12.21: Here an American-controlled town or city hex is implied to be one without Japanese militia, but as seen in 13.2 they are not the same thing.

12.6: There are two issues with this rule. First, it's inconsistently worded: it's possible to move out of supply while still being able to trace a supply path into the destination hex, namely in the case where the presence of the moving unit itself maintains the supply path. Possibly the first part of the rule was also meant to say a unit cannot move into a hex where it becomes unsupplied. Second, the rule should presumably only apply to units that are in supply, as there is no other indication that unsupplied units should be effectively immobilized in this way.

14.21-2: "After the 4th Game-Turn" should read "3rd" in both places.
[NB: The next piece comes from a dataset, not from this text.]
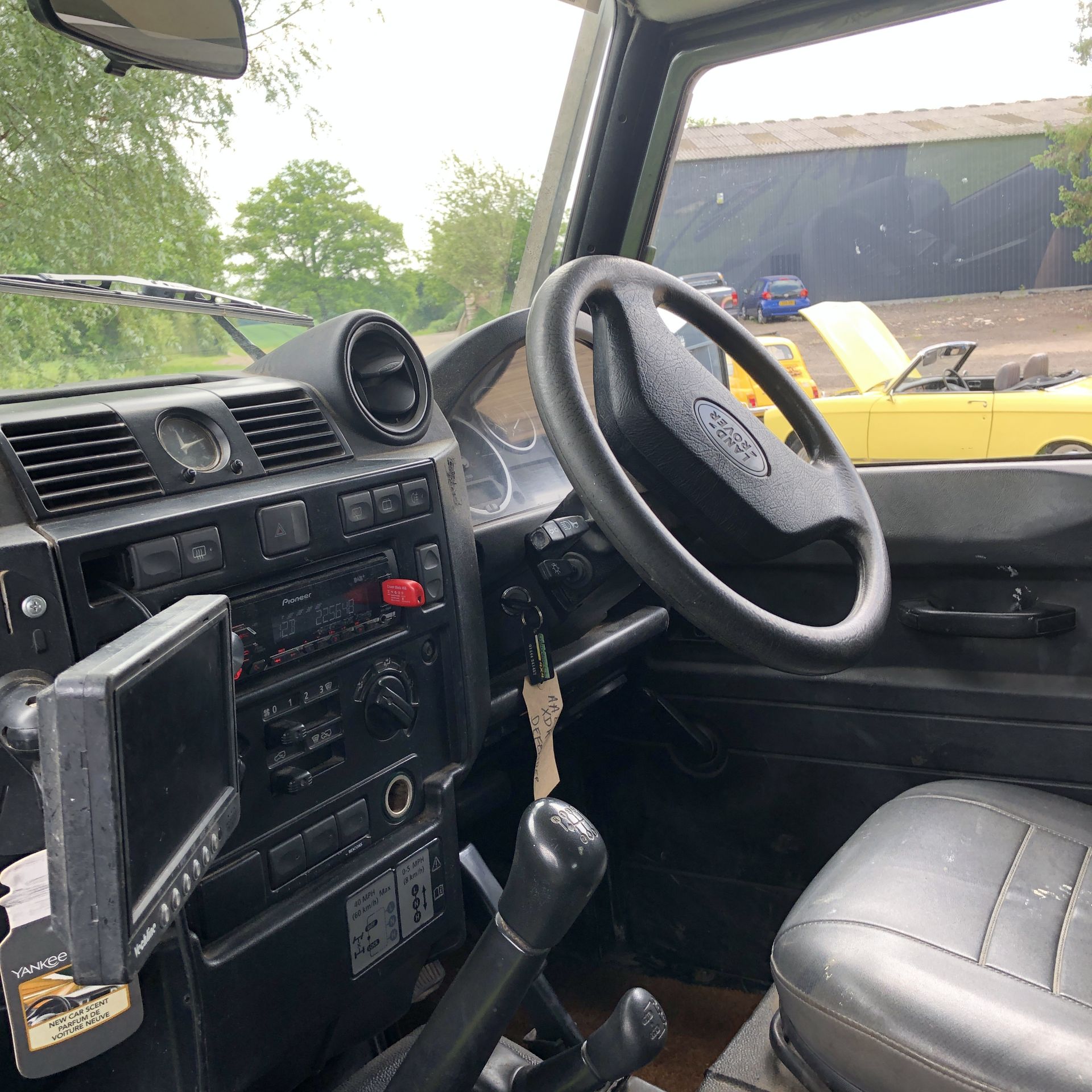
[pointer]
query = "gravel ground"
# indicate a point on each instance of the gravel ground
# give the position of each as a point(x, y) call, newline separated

14.25: The "This process is repeated" bit is redundant since you couldn't fail to remove enough casualties from two invasion zones (cf. 10.51).

14.51: It is not clear whether and how being out of supply affects the order in which units are moved.

14.56: The "low to high" principle can optionally be applied here instead of "high to high" (cf. 8.52).

15.11: The first "regardless" bit is redundant, as there can never be more than one American unit involved when a Japanese unit is attacking (cf. 8.26 and 8.52).

19.1: It's not entirely true that the "major American effort will have to be made in the south" since as has been pointed out, a strictly northern invasion will likely draw the Japanese forces north of the Objective Line automatically, drastically reducing the amount of fighting necessary to achieve this result.